Nicht mitten im Wald stehen. Am Rand bleiben — an der Lichtung, am Hang, an der Waldkante — und in die Fläche hineinsehen. Waldtiere wechseln zwischen Nachtruhe (Dickicht) und Äsungsfläche (Wiese, Lichtung). Genau diesen Übergang kann man sehen, wenn man am Rand steht.

Die Bewegung

Die goldene Regel: Schneller Mensch = unsichtbares Tier. Wer sich langsam bewegt (maximal einen Meter pro Sekunde), leise atmet und vor allem niemals mit dem Oberkörper schwankt oder die Arme hebt, wird übersehen. Tiere reagieren auf Bewegung, nicht auf Form.

Der Wind

Immer gegen den Wind gehen. Wenn der Wind Ihren Geruch vor Ihnen herträgt, laufen alle Tiere im Umkreis schon weg, bevor Sie die Stelle erreichen. Prüfen Sie es mit einem Taschentuch oder Gras: Hochwerfen, beobachten, wohin es fällt.

Die Spuren

Wenn Sie kein Tier sehen, dann lesen Sie, was es hinterlassen hat. Trittsiegel (Abdrücke der Hufe, Pfoten): Reh mit schmalen, spitzen Schalen, Wildschwein mit breiten Schalen und Gegäfter (Gegäfte sind die beiden Rückzehen, die beim Wildschwein Spuren hinterlassen). Losung (Kot): Rehlosung ist eiförmig-rund wie getrocknete Oliven; Fuchslosung ist verdreht, mit Federn und Knochen drin. Frass-Spuren: abgebissene Triebe (eckig = Reh, gerissen-faserig = Hase), abgeschälte Rinde (Rothirsch), gefallene junge Bäume mit charakteristischem Biber-Anbiss.

Fotofallen

Wer Waldtiere wirklich sehen will, ohne sie zu stören, kann eine Fotofalle aufstellen — eine Kamera mit Bewegungsmelder. Einfache Modelle gibt es ab ca. 80 Euro. An einer vielversprechenden Stelle (Wechsel, Suhle, Wasserstelle) aufhängen und nach drei Tagen auslesen. Das ist häufig die einzige Möglichkeit, Luchs oder Wildkatze zu belegen.

Das richtige Verhalten

Erstens — nie füttern. Auch nicht einmal. Ein Wildtier, das Menschen mit Nahrung verknüpft, wird gefährlich und muss später geschossen werden.
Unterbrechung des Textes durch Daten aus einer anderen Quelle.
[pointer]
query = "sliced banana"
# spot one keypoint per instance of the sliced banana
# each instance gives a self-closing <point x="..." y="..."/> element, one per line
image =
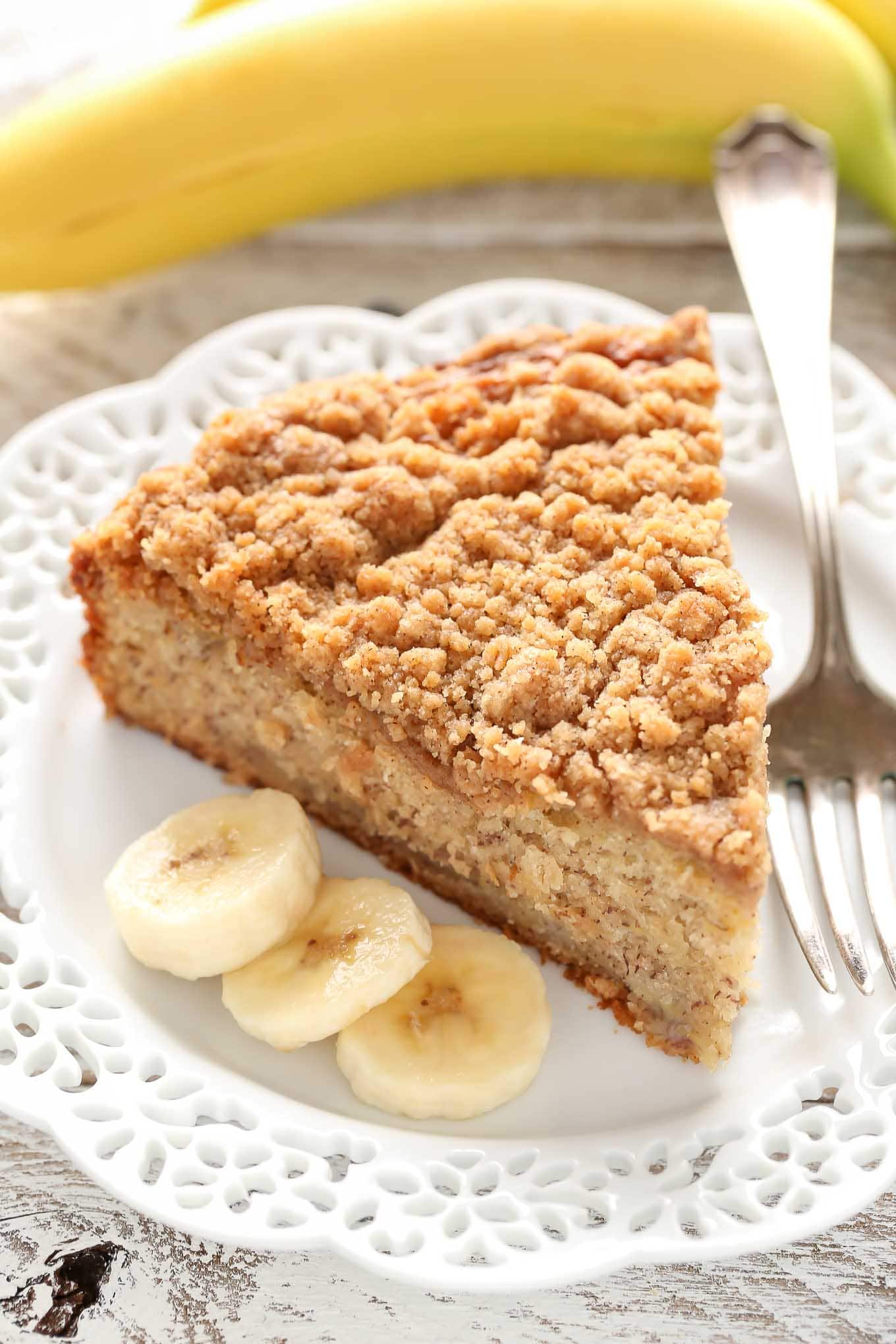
<point x="362" y="941"/>
<point x="217" y="885"/>
<point x="464" y="1036"/>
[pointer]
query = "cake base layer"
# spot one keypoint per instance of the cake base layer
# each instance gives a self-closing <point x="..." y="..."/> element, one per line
<point x="644" y="926"/>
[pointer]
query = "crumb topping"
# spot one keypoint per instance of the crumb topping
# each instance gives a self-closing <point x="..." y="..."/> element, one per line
<point x="518" y="561"/>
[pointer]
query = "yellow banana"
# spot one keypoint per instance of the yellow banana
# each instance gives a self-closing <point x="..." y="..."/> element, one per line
<point x="266" y="112"/>
<point x="876" y="18"/>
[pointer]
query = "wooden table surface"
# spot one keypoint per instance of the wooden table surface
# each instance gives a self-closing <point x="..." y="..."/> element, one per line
<point x="74" y="1258"/>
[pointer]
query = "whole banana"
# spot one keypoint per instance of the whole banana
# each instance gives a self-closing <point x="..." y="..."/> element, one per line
<point x="266" y="112"/>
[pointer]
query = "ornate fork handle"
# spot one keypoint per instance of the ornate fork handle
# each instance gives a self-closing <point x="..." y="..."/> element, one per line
<point x="777" y="191"/>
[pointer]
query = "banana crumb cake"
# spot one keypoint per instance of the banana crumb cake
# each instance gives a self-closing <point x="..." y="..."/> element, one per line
<point x="484" y="621"/>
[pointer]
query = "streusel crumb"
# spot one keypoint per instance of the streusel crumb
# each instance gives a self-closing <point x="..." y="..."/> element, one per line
<point x="519" y="561"/>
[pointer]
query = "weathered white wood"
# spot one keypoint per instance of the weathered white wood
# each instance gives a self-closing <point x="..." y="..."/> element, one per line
<point x="837" y="1289"/>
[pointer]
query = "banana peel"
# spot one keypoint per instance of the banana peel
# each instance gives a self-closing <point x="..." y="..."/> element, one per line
<point x="265" y="112"/>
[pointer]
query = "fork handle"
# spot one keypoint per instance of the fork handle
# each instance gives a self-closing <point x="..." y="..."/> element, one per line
<point x="777" y="192"/>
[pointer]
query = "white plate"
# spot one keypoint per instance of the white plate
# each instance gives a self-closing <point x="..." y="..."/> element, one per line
<point x="617" y="1155"/>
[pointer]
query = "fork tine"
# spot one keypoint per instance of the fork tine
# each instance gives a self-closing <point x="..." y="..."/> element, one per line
<point x="835" y="883"/>
<point x="876" y="867"/>
<point x="795" y="891"/>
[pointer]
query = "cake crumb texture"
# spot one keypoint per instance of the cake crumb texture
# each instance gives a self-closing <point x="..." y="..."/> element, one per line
<point x="519" y="562"/>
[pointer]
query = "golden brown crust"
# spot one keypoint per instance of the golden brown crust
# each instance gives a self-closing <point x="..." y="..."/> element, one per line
<point x="518" y="561"/>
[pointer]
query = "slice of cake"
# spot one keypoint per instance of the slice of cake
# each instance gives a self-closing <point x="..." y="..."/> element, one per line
<point x="483" y="620"/>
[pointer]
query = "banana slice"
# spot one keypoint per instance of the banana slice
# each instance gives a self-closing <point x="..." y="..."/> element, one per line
<point x="217" y="885"/>
<point x="362" y="941"/>
<point x="464" y="1036"/>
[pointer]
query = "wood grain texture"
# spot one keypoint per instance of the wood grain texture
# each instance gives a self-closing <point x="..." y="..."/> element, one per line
<point x="656" y="244"/>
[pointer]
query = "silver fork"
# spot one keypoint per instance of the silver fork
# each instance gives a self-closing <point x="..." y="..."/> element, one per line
<point x="777" y="192"/>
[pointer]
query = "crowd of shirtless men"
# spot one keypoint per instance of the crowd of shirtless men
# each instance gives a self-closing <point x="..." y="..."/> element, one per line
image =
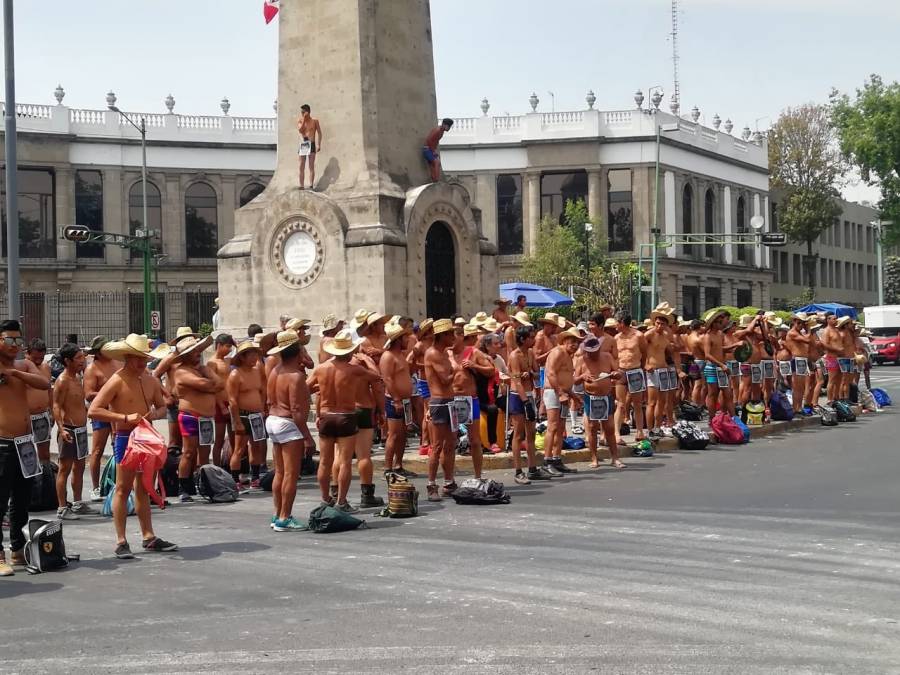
<point x="435" y="379"/>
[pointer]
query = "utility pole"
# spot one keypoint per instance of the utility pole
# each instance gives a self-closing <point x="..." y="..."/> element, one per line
<point x="12" y="200"/>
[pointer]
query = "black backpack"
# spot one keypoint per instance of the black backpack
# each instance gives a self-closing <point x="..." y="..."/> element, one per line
<point x="827" y="414"/>
<point x="689" y="411"/>
<point x="44" y="548"/>
<point x="216" y="484"/>
<point x="690" y="436"/>
<point x="844" y="411"/>
<point x="43" y="489"/>
<point x="481" y="491"/>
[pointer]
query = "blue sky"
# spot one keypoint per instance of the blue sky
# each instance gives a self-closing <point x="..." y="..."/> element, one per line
<point x="743" y="59"/>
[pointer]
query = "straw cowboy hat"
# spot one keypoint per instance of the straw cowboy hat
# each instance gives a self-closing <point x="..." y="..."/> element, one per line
<point x="341" y="344"/>
<point x="394" y="332"/>
<point x="181" y="333"/>
<point x="571" y="333"/>
<point x="554" y="319"/>
<point x="359" y="318"/>
<point x="442" y="326"/>
<point x="285" y="339"/>
<point x="522" y="319"/>
<point x="191" y="345"/>
<point x="133" y="345"/>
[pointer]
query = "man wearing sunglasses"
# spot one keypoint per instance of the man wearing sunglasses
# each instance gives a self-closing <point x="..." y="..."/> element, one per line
<point x="15" y="423"/>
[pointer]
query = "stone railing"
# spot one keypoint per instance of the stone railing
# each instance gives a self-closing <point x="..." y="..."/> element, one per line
<point x="60" y="119"/>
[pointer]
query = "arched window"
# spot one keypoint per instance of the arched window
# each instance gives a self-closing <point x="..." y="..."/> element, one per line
<point x="709" y="226"/>
<point x="687" y="214"/>
<point x="251" y="192"/>
<point x="742" y="227"/>
<point x="136" y="212"/>
<point x="201" y="221"/>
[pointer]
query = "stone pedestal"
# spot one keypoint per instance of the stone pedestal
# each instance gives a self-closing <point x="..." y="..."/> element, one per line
<point x="361" y="239"/>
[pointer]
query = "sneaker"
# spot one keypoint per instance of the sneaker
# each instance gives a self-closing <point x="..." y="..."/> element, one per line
<point x="534" y="473"/>
<point x="553" y="470"/>
<point x="288" y="525"/>
<point x="66" y="513"/>
<point x="159" y="545"/>
<point x="123" y="551"/>
<point x="84" y="509"/>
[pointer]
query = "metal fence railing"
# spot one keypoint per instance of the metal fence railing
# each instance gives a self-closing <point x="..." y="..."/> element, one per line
<point x="54" y="316"/>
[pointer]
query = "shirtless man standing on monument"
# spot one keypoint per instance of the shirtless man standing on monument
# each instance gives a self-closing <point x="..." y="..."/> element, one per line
<point x="197" y="386"/>
<point x="439" y="374"/>
<point x="15" y="489"/>
<point x="95" y="376"/>
<point x="311" y="143"/>
<point x="39" y="400"/>
<point x="336" y="382"/>
<point x="632" y="349"/>
<point x="557" y="392"/>
<point x="129" y="395"/>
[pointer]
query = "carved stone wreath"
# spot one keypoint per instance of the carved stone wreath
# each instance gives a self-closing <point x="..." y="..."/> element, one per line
<point x="284" y="232"/>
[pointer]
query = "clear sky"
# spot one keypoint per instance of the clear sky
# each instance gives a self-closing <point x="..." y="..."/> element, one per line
<point x="743" y="59"/>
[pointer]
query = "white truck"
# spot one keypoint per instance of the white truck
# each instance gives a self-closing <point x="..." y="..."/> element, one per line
<point x="884" y="323"/>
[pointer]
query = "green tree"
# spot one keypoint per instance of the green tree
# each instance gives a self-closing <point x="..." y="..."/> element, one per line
<point x="869" y="132"/>
<point x="806" y="164"/>
<point x="892" y="280"/>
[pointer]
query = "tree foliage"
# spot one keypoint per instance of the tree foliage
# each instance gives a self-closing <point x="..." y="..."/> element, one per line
<point x="869" y="132"/>
<point x="806" y="164"/>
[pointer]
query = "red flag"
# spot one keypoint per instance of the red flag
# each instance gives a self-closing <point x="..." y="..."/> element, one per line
<point x="270" y="9"/>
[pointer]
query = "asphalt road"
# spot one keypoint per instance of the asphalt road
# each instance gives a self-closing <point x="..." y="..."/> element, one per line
<point x="781" y="556"/>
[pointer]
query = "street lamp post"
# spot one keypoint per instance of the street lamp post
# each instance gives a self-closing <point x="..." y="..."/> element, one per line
<point x="148" y="298"/>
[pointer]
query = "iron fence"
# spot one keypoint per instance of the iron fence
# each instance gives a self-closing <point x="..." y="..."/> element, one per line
<point x="58" y="316"/>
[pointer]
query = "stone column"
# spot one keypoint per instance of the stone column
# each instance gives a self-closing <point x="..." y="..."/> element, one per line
<point x="532" y="214"/>
<point x="671" y="225"/>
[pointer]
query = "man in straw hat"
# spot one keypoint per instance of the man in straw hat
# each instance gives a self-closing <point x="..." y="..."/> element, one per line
<point x="337" y="381"/>
<point x="398" y="385"/>
<point x="597" y="371"/>
<point x="632" y="349"/>
<point x="286" y="425"/>
<point x="558" y="383"/>
<point x="469" y="363"/>
<point x="439" y="373"/>
<point x="715" y="372"/>
<point x="15" y="423"/>
<point x="245" y="389"/>
<point x="197" y="387"/>
<point x="129" y="395"/>
<point x="98" y="372"/>
<point x="660" y="343"/>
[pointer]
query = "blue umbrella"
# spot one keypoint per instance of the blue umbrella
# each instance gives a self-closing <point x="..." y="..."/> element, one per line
<point x="535" y="296"/>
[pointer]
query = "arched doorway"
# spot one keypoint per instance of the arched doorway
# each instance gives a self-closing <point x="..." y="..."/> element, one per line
<point x="440" y="272"/>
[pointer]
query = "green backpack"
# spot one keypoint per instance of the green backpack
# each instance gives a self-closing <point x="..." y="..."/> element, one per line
<point x="327" y="519"/>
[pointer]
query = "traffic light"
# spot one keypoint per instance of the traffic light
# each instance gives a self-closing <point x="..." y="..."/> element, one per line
<point x="773" y="239"/>
<point x="76" y="233"/>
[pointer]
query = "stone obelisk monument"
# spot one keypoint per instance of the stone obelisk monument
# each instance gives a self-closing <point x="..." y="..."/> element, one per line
<point x="374" y="233"/>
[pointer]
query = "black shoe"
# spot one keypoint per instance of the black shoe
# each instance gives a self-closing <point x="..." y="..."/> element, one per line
<point x="123" y="551"/>
<point x="553" y="470"/>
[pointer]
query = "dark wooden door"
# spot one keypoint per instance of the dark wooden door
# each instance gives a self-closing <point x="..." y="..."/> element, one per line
<point x="440" y="272"/>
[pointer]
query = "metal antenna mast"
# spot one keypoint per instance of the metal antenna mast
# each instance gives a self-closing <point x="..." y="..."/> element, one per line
<point x="677" y="92"/>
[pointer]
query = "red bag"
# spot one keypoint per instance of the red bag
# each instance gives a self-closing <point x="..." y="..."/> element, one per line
<point x="726" y="431"/>
<point x="146" y="454"/>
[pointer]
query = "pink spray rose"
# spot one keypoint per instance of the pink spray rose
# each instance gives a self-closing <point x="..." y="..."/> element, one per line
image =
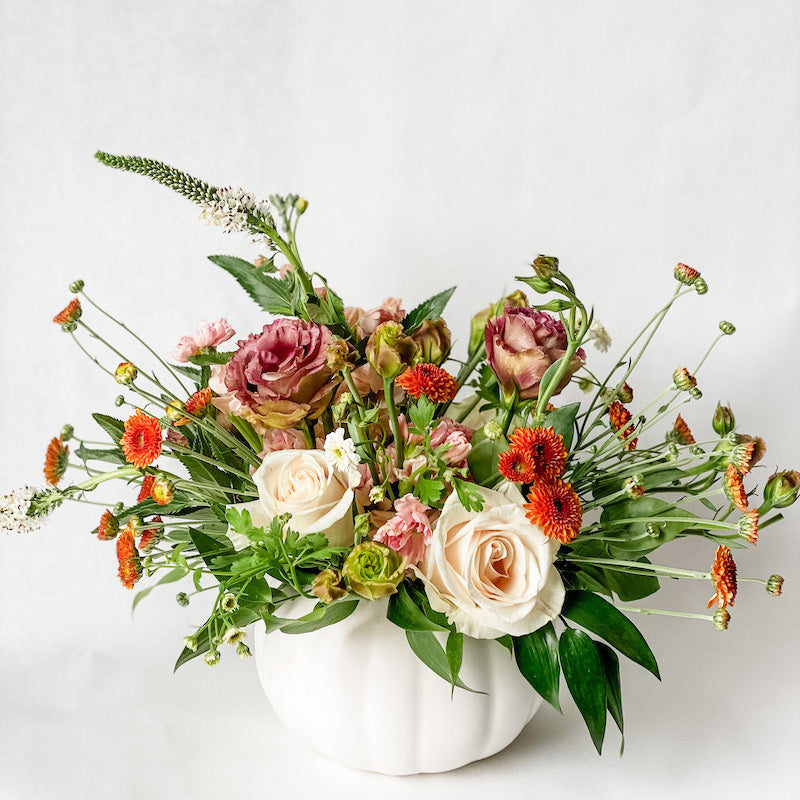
<point x="281" y="376"/>
<point x="409" y="531"/>
<point x="520" y="346"/>
<point x="209" y="334"/>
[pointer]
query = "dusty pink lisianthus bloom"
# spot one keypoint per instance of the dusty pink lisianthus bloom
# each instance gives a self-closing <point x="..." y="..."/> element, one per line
<point x="521" y="344"/>
<point x="408" y="531"/>
<point x="281" y="375"/>
<point x="209" y="334"/>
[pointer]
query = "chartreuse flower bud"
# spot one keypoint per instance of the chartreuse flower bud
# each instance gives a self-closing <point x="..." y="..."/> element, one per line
<point x="373" y="570"/>
<point x="390" y="351"/>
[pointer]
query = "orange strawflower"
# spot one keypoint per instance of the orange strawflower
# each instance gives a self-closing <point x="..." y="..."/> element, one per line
<point x="723" y="573"/>
<point x="735" y="487"/>
<point x="55" y="461"/>
<point x="198" y="402"/>
<point x="141" y="441"/>
<point x="516" y="466"/>
<point x="545" y="449"/>
<point x="684" y="435"/>
<point x="70" y="313"/>
<point x="434" y="382"/>
<point x="556" y="509"/>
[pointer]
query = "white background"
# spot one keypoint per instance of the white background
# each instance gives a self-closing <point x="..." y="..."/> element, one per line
<point x="438" y="143"/>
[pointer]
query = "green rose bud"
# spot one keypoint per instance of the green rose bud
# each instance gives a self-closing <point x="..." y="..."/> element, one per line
<point x="373" y="570"/>
<point x="389" y="351"/>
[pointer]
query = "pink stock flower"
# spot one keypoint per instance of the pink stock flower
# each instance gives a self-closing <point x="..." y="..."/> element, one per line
<point x="520" y="346"/>
<point x="209" y="334"/>
<point x="409" y="531"/>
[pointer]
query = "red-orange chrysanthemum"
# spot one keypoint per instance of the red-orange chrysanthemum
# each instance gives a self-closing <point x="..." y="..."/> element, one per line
<point x="684" y="435"/>
<point x="556" y="509"/>
<point x="723" y="573"/>
<point x="55" y="461"/>
<point x="69" y="313"/>
<point x="198" y="402"/>
<point x="141" y="441"/>
<point x="735" y="486"/>
<point x="516" y="466"/>
<point x="544" y="447"/>
<point x="432" y="381"/>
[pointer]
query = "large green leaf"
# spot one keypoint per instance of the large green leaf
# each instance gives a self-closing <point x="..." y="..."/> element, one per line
<point x="272" y="294"/>
<point x="586" y="680"/>
<point x="537" y="658"/>
<point x="597" y="615"/>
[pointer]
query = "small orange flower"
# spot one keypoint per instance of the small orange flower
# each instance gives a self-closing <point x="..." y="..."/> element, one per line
<point x="70" y="313"/>
<point x="684" y="435"/>
<point x="723" y="573"/>
<point x="735" y="487"/>
<point x="516" y="466"/>
<point x="545" y="449"/>
<point x="141" y="441"/>
<point x="55" y="460"/>
<point x="556" y="509"/>
<point x="432" y="381"/>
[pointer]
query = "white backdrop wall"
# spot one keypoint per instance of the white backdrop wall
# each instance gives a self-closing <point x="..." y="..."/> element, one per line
<point x="438" y="143"/>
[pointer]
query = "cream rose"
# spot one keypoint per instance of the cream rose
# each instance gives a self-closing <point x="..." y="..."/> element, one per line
<point x="302" y="483"/>
<point x="491" y="572"/>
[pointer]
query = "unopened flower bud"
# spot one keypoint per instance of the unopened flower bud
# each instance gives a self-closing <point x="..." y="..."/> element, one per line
<point x="774" y="585"/>
<point x="721" y="619"/>
<point x="125" y="373"/>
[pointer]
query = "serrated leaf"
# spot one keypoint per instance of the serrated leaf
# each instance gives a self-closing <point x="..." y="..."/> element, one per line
<point x="586" y="680"/>
<point x="537" y="658"/>
<point x="597" y="615"/>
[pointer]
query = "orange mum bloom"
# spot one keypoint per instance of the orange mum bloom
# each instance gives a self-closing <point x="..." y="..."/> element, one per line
<point x="434" y="382"/>
<point x="55" y="461"/>
<point x="69" y="313"/>
<point x="516" y="466"/>
<point x="735" y="487"/>
<point x="682" y="430"/>
<point x="141" y="441"/>
<point x="556" y="509"/>
<point x="723" y="573"/>
<point x="545" y="449"/>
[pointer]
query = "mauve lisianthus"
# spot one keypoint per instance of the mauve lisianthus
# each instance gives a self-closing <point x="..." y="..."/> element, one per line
<point x="281" y="376"/>
<point x="521" y="344"/>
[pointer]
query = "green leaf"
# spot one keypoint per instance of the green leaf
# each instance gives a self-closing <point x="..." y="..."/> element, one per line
<point x="405" y="613"/>
<point x="586" y="681"/>
<point x="272" y="294"/>
<point x="597" y="615"/>
<point x="537" y="658"/>
<point x="430" y="652"/>
<point x="432" y="308"/>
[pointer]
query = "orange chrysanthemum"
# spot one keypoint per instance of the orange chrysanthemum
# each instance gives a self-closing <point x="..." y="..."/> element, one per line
<point x="556" y="509"/>
<point x="516" y="466"/>
<point x="141" y="441"/>
<point x="545" y="449"/>
<point x="55" y="461"/>
<point x="69" y="313"/>
<point x="735" y="487"/>
<point x="619" y="417"/>
<point x="434" y="382"/>
<point x="683" y="434"/>
<point x="198" y="402"/>
<point x="723" y="573"/>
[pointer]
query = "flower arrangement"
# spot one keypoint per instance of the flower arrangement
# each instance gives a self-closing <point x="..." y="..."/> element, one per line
<point x="344" y="455"/>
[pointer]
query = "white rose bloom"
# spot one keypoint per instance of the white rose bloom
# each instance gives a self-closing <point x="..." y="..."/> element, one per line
<point x="491" y="572"/>
<point x="302" y="483"/>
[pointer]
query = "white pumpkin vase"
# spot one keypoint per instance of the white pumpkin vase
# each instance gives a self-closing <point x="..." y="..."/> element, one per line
<point x="355" y="692"/>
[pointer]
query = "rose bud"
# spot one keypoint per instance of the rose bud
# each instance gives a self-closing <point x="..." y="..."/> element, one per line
<point x="782" y="488"/>
<point x="521" y="345"/>
<point x="390" y="351"/>
<point x="373" y="570"/>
Zweitens — Abstand halten. Wenn ein Tier Sie wahrnimmt und sichert, sind Sie nah genug. Weitergehen = panische Flucht oder Angriff.

Drittens — Hunde an die Leine. Ein freilaufender Hund verfolgt Wild — auch der gutmütigste. Für trächtige Rehe im Mai oder Kühe mit Kälbern im Sommer ist das lebensgefährlich.

Viertens — leise sein. Kein Walkie-Talkie, kein Handy-Lautsprecher, kein lautes Reden in Wegabschnitten, die durch Dickicht führen. Der Wald ist nicht still, aber er ist leise — und Sie sollten sich anpassen.

Fünftens — auf den Wegen bleiben. Gerade in der Setz-Zeit (Mai bis Juli). Junge Tiere liegen oft geräuschlos im Gras; wer durchs Unterholz geht, tritt auf sie drauf oder macht die Mutter verlassen.


V.Was bleibt

Der Bayerische Wald von 2026 ist artenreicher als der von 1996. Das ist eine Nachricht, die man selten hört — und die trotzdem stimmt. Drei Arten sind zurück, die lange fort waren; mehrere stehen vor der Stabilisierung. Das Gleichgewicht ist dabei noch nicht gefunden, und es wird Konflikte geben, mit Weidewirtschaft, mit Forst, mit Menschen, die sich am ungewohnten Heulen des Wolfes reiben. Aber der Wald, den Sie sehen, wenn Sie früh aus der Tür treten, ist voller geworden.

Die Frage ist nicht mehr, ob die Tiere wieder da sind. Sie sind da. Die Frage ist, ob wir lernen, mit ihnen zu leben.